President-elect Trump’s tariffs on Chinese imports are expected to range between 60%-100%, and 10%-20% on all other imports. U.S. retail leaders are beginning to signal that duties will raise prices for consumers and slow spending Walmart CFO John David Rainey told CNBC on Tuesday that the retailer may have to raise prices on some items if Trump’s proposed tariffs go into effect.
Alex Partners advised clients in a recent note that international and domestic freight rates will increase due to volume growth. For example, ocean container rates rose more than 70 percent in 2018 after Trump imposed tariffs on Chinese imports.
But this price trend may only be short-term, and the long-term outlook “less optimistic,” he wrote. “Trump’s high tariffs discourage imports, reducing shipment volumes and consequently shipping rates,” the report said.
S&P Global Market Intelligence said Trump’s economic and international policies could lead to another round of restructuring of global supply chains.
The U.S. trade deficit with mainland China stood at $287 billion in the 12 months to Sept. 30, 2024, according to an S&P Global report, down 18.7 percent from 2021 but still the largest individual deficit with any country.
Chinese manufacturing moving to Mexico has surged under the terms of the Trump-negotiated USMCA trade deal, a legal gateway to the U.S. without tariffs that Trump is expected to reshape in his second term. More companies have also set up shop in countries like South Korea, Vietnam and Malaysia, which could also face tariff actions.

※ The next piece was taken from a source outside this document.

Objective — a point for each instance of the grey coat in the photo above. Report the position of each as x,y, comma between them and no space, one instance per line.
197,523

As of September, Vietnam’s trade deficit with the U.S. was 30.6 percent higher than the 2021 level in the previous 12 months.
Compared with 2021 levels, mainland China’s trade surplus with Vietnam increased 25.1 percent in the 12 months to September, according to Chinese customs data.. According to S&P Global Market Intelligence, China’s trade surplus with Vietnam widened to $11 billion, compared with a US trade deficit with Vietnam of $28 billion. S&P Global has warned of an increase in trade risks related to Vietnam given its relationship with China.